On top of that, food manufacturers are increasingly switching from artificial to pure vanilla.
The result? Demand for vanilla is outstripping supply.
Sheila Lynch and Pascale Berthiaume use the bean every day in large quantities. Lynch co-owns Three Tarts Bakeshop and Berthiaume owns Pascale's Ice Cream.
They both say they're doing things differently as a result of the soaring cost.
'It's crazy'
"We go through probably a gallon [of vanilla extract] every three weeks ... and that's almost $500 a gallon," Lynch told CBC Radio's Ottawa Morning Thursday.
"I was at Costco and the woman in front of me was buying [a small bottle], and the person at the cash said, 'You know this is $49 now?' Because people don't realize," she added. "It's crazy."
Lynch said her way to cope was to raise prices at the bakery.
"I really like [vanilla] in there. That's the problem, is that [the cost of] chocolate, vanilla, nuts, cream and butter have all gone up ... Topped with our minimum wage going up as well, we had to increase our prices," she said.
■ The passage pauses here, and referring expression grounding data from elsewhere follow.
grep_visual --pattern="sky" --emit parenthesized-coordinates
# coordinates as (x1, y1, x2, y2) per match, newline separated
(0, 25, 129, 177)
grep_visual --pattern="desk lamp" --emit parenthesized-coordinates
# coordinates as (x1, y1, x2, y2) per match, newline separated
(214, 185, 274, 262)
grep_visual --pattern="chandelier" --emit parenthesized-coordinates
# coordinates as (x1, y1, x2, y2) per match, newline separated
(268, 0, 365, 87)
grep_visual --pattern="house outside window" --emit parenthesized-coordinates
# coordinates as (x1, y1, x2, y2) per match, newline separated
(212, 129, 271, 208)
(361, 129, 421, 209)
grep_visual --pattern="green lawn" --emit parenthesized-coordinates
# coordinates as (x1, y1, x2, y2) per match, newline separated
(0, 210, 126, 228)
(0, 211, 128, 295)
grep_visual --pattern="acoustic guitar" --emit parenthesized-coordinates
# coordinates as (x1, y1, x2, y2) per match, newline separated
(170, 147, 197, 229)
"I would rather do that, and if they're not happy with us then we'll go out of business instead of not having the product."
Big buy
Berthiaume said she uses vanilla in all her ice cream flavours, and while she used to put three vanilla pods in every batch, she now uses half that amount.
She's also come up with another solution.
Berthiaume approached other local producers of frozen treats, including Stella Luna Gelato, Moo Shu Ice Cream and The Merry Dairy, and asked them to go in together on a $6,000 order of vanilla beans.
"I said, 'Do you guys want to group buy so we can have better buying power?' So we went ahead and bought tons of vanilla. And in my head I was like, these [beans] better be beautiful and not dry and get across the border — all these little things that are stressing you out," Berthiaume said.
"So I'm really happy they landed in Ottawa, and they're beautiful."